Narrativa recensioni

Il quinto sigillo – Davide Cossu

Recensione a cura di Mara Altomare

La provvidenza ha colmato Firenze di ricchezza, perché in questa città rivivono gli ideali virtuosi di Atene e Roma, delle quali è la sola erede

Pur essendo un esordio per il suo giovane autore, Davide Cossu, questo romanzo si presenta come frutto di grande esperienza letteraria, in un abbraccio di storia, filosofia, arte, religione.

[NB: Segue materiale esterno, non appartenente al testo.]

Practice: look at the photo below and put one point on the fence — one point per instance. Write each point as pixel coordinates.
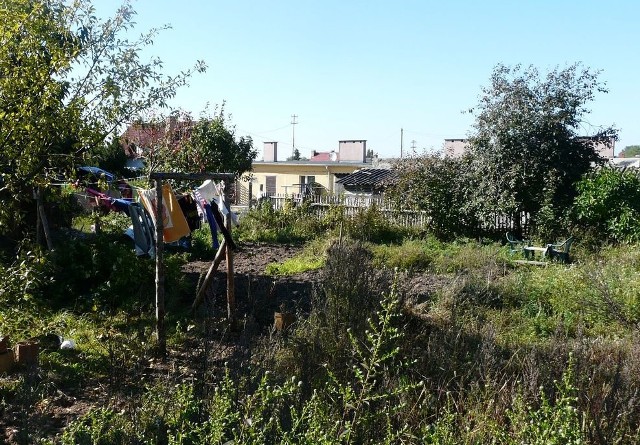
(353, 204)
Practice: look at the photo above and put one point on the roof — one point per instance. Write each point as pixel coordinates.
(97, 172)
(367, 177)
(322, 157)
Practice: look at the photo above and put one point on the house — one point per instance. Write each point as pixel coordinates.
(604, 146)
(318, 175)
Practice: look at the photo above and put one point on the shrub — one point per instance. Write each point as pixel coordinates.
(608, 203)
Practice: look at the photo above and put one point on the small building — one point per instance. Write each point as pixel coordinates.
(318, 175)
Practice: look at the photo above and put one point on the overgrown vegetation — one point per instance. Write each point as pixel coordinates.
(429, 335)
(483, 352)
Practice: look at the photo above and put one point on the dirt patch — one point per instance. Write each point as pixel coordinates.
(258, 295)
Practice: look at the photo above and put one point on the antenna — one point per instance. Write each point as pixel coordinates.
(293, 136)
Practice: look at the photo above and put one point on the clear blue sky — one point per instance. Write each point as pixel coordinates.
(365, 69)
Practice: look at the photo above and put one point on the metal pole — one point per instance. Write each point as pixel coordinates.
(160, 331)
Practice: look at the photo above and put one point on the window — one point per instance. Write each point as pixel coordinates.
(270, 185)
(306, 184)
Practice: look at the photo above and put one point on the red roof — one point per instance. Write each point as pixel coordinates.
(324, 156)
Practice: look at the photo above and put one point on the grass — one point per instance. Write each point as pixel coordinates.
(489, 352)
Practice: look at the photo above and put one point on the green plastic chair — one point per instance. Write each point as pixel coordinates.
(560, 251)
(515, 245)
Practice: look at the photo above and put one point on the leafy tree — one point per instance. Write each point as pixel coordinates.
(525, 149)
(67, 81)
(438, 186)
(608, 203)
(630, 151)
(208, 145)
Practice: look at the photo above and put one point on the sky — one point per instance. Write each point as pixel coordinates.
(390, 72)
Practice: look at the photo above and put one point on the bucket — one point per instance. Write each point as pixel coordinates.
(283, 320)
(6, 361)
(27, 353)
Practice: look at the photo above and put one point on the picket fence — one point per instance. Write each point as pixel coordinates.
(353, 204)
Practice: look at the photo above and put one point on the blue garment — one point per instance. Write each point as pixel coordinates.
(121, 205)
(212, 225)
(143, 230)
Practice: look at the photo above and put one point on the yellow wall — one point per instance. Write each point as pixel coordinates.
(288, 173)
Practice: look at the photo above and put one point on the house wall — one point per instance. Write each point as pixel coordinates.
(271, 152)
(287, 175)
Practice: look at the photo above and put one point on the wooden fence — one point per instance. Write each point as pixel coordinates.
(353, 204)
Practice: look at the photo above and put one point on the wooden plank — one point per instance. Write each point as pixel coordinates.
(207, 279)
(160, 310)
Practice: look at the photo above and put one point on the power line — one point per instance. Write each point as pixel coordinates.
(293, 129)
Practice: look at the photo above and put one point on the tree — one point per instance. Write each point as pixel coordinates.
(630, 151)
(208, 145)
(608, 204)
(67, 82)
(525, 149)
(437, 186)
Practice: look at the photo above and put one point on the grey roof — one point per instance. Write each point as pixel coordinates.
(372, 177)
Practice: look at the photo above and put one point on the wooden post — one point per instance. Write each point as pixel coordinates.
(231, 292)
(160, 311)
(222, 250)
(43, 220)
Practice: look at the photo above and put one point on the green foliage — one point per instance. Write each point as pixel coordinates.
(110, 157)
(208, 144)
(292, 224)
(68, 81)
(608, 205)
(630, 151)
(312, 258)
(525, 151)
(556, 422)
(201, 244)
(439, 187)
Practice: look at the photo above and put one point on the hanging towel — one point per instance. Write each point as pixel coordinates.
(212, 225)
(174, 223)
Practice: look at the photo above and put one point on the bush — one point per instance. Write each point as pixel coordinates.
(608, 203)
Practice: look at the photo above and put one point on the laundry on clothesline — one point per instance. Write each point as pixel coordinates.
(173, 220)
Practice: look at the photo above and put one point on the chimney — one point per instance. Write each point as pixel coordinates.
(171, 124)
(270, 152)
(354, 150)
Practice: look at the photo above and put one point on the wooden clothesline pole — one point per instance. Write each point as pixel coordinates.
(160, 307)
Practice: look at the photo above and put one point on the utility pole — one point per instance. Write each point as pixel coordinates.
(293, 136)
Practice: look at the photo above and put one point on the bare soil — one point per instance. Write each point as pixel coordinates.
(258, 296)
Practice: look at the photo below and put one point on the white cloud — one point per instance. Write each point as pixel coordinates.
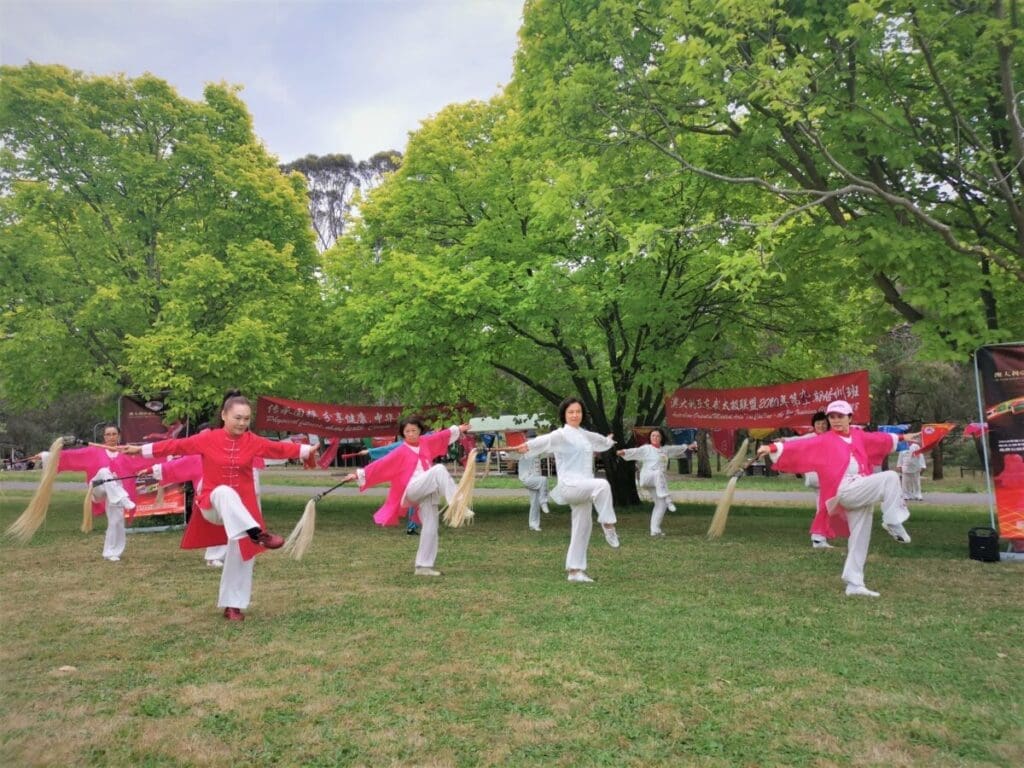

Suspence e mistero, l’avvicendarsi di omicidi e la ricerca degli assassini… “elementi” che si intrecciano e combinano in un mosaico di cui si ha visione chiara solo nel finale, dopo un susseguirsi di scene, indagini, prove, congetture, testimoni, che trascinano il lettore nelle pagine con grande curiosità e con un valore aggiunto: la scoperta, o riscoperta, del pensiero greco, a servizio dell’ambientazione thriller, tramite la voce di Platone.

Firenze, teatro della storia narrata, ospita il concilio ecumenico del 1439, che ha l’intento di donare al mondo una sola Chiesa, ospitando esponenti della comunità cattolica e di quella greca ortodossa. Ed è proprio in quest’ambientazione che si consumano inquietanti omicidi, i cui misteri i due protagonisti sono chiamati a risolvere. Due investigatori d’eccezione che caratterizzano il romanzo con le loro personalità, tanto diverse tra loro quanto complementari, si potrebbe dire due facce della stessa moneta, in una storia in cui le monete hanno proprio un ruolo di primo piano!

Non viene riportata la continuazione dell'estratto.